The movie adaptation of Donna Tartt’s iconic novel is beautiful yet shallow.


The Goldfinch, starring Ansel Elgort, was released in theaters September 13. (via Warner Bros)

Izzy Salas, Staff Writer

Donna Tartt’s epic novel “The Goldfinch” was adapted into a movie starring Ansel Elgort and directed by John Crowley, which premiered Sept. 13. The movie tells the story of Theo Decker (Elgort), whose mother dies during a bombing at The Met. He proceeds to steal a famous painting – the titular Goldfinch. Theo is plagued by his mother’s death and his drug addiction. He’s broken by his loneliness and isolation. Tartt’s original book deftly tackles philosophical themes like what a painting means to the observer, the ways in which people can connect through time and the fleeting, chaotic nature of existence. The movie adaptation has beautiful cinematography, but it misses major details from the book and fails to fit together its disparate parts.

The film captures the beauty of Tartt’s world well. The scenes of Amsterdam convey isolation in a lovely way; New York is elegant, gritty and fluorescent all at once; Theo’s mentor Hobie’s workshop is cramped and dark yet comfortable. Theo’s time in Las Vegas, as told through the lens of an acid trip, feels vast, confused and cold. 

However once the viewer looks past the pretty picture on screen, the flaws quickly reveal themselves. “The Goldfinch” fails to portray Theo’s addiction in any substantial way. We see a few times he drops acid, but his addiction is hardly ever seen once Theo grows older. In the novel, Theo’s reliance on drugs and his financial investment into them is a recurring and serious issue. In the film, Theo’s drug addiction is practically nonexistent, only once mentioned by his fiancee, and we only see him doing drugs in moments of extreme duress.

Flaws in the characterization of key players in the story also abound. In Tartt’s novel, Hobie is a man of gentle spirit, a guardian and a mentor, yet in the film adaptation, he is flat. Where he should be an anchor for the protagonist, he lacks any meaningful interaction with Theo; where he should be a little rough around the edges, he is flat and cold.

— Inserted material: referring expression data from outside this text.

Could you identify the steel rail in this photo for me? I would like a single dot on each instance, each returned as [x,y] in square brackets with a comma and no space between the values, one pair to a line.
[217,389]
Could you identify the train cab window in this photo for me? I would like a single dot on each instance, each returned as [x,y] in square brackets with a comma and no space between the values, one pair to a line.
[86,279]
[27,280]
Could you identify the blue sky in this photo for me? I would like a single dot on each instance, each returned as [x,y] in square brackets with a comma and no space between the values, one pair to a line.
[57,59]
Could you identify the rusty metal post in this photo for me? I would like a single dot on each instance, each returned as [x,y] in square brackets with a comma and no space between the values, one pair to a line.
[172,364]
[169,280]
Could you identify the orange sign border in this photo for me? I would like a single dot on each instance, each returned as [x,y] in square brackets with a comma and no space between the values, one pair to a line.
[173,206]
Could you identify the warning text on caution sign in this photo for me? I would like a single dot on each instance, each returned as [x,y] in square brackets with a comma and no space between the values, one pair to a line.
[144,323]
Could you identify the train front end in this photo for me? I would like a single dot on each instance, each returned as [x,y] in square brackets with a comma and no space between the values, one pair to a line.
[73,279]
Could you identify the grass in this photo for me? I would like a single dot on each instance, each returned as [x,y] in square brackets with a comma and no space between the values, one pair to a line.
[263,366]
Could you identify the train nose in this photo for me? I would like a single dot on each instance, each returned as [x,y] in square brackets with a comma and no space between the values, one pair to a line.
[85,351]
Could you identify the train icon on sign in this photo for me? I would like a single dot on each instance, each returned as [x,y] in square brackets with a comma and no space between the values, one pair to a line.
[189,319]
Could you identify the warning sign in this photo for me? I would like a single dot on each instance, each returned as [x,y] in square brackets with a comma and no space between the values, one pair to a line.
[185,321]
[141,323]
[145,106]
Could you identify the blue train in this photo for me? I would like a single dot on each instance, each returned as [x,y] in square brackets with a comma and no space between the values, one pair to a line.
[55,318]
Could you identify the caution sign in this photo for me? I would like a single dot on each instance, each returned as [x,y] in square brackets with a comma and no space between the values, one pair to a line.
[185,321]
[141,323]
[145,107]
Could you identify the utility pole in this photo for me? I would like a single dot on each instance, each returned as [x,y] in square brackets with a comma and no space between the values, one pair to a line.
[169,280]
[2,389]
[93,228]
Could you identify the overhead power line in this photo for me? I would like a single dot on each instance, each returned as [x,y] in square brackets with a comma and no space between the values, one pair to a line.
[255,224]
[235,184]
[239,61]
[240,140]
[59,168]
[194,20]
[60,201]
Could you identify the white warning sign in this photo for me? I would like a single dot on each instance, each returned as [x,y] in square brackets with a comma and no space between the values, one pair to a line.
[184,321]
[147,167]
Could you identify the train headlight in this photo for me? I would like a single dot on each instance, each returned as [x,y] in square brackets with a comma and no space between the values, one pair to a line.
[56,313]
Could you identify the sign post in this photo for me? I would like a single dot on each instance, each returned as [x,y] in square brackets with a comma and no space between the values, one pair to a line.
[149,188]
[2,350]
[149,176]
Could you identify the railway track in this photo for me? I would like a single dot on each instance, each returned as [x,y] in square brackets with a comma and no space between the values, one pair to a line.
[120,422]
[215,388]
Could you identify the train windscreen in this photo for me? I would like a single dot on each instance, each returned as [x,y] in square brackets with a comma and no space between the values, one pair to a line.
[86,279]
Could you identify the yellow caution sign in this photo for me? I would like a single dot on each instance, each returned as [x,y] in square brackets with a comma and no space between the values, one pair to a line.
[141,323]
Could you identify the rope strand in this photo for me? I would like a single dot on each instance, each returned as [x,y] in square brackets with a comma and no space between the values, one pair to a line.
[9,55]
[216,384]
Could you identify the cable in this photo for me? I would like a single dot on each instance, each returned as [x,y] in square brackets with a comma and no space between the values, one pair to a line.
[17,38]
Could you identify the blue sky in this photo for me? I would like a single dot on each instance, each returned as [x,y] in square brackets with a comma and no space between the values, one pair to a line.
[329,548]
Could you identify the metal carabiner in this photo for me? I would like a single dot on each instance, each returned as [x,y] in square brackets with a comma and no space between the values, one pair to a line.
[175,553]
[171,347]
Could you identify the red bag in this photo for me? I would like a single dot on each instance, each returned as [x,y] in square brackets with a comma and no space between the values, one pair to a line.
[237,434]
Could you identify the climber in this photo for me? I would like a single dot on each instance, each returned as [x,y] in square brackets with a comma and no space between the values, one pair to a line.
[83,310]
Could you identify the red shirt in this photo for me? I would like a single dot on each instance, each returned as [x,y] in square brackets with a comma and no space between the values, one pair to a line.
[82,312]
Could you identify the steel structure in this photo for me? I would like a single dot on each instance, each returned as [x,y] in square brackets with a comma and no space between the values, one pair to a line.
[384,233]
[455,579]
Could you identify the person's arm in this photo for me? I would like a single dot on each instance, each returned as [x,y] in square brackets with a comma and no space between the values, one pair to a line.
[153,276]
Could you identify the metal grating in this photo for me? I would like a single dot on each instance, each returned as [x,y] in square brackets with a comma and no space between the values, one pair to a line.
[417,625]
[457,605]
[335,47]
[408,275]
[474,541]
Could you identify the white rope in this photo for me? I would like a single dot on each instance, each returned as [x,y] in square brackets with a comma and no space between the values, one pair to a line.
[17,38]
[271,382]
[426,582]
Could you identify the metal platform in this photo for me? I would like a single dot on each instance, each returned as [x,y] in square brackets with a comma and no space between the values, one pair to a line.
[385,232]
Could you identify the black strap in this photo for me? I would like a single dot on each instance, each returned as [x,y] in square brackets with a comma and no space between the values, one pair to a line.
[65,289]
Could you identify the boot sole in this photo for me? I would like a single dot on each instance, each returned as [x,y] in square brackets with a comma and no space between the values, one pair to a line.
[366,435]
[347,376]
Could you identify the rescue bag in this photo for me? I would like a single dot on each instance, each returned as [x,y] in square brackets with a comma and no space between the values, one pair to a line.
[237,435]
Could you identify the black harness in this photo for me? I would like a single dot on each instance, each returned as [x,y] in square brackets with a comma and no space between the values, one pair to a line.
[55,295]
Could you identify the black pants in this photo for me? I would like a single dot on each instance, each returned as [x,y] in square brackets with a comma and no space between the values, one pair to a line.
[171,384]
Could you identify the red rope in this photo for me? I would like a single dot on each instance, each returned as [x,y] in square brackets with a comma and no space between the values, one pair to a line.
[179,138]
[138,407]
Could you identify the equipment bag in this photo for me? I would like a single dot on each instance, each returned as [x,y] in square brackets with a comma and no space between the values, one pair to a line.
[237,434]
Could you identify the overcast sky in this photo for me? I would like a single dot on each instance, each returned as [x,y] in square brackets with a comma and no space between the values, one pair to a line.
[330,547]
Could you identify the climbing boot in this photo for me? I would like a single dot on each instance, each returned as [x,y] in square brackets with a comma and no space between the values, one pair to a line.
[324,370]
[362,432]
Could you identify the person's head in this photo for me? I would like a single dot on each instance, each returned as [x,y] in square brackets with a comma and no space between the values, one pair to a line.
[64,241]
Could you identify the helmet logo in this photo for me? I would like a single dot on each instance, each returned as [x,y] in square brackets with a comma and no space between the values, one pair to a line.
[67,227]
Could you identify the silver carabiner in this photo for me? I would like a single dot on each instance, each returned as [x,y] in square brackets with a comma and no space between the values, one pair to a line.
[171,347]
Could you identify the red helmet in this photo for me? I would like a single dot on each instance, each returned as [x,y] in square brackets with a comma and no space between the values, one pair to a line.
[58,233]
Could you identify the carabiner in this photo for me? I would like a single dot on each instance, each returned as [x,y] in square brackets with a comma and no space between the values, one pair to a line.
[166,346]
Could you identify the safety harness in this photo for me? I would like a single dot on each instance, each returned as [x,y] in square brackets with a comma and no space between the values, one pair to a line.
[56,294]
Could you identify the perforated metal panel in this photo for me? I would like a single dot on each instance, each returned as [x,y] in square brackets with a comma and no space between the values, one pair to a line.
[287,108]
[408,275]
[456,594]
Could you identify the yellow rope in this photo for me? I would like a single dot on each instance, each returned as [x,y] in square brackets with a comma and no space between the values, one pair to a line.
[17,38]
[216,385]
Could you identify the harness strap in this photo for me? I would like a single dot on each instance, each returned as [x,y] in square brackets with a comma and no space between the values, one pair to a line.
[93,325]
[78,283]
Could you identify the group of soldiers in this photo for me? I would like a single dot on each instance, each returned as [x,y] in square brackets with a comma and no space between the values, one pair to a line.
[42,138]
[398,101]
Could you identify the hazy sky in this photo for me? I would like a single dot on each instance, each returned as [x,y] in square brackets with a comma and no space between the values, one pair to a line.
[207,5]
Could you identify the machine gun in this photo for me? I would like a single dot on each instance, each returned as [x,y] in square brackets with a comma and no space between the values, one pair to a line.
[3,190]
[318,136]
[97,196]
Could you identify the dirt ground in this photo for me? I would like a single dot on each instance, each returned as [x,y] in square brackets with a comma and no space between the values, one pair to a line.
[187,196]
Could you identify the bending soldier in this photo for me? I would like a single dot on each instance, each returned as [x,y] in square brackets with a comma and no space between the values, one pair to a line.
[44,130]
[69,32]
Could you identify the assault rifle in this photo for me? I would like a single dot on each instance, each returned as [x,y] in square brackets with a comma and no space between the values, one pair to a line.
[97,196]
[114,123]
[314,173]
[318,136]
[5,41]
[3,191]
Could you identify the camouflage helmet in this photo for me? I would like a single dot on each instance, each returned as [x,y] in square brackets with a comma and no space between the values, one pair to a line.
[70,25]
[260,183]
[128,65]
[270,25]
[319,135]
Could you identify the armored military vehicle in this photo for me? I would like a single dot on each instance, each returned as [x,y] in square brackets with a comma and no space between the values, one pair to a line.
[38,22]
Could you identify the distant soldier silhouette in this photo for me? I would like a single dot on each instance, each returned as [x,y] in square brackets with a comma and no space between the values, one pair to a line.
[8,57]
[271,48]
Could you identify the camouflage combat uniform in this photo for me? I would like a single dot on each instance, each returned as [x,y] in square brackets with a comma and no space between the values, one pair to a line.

Hobie is not the only character to lack substance and warmth. Theo’s mother is another character that doesn’t quite fit into his life the way she should. For cinematic effect, her face is not revealed until well into the film. Not only is this choice unfaithful to the novel – there are multiple scenes with Theo’s mother and he devotes much of his energy to remembering her – but her absence serves to muddle Theo’s relationship with her and to the painting. This painting supposedly reconnects him with his mother because it holds special meaning for her. Tartt dedicated pages to describing its warmth, its history and its gravity because in it, Theo saw his mother and everything she meant to him. The film puts very little effort into emphasizing these details, and thus fails to give proper weight to its namesake and central plot points.

While the film adaption of “The Goldfinch” was visually stunning and properly captured a few noteworthy scenes, it has more issues than redeeming qualities. Two of the most important characters were overly simplified, major plot points were poorly explained and Theo’s relationship to the painting does not hold the profundity it deserves. The novel deserved better.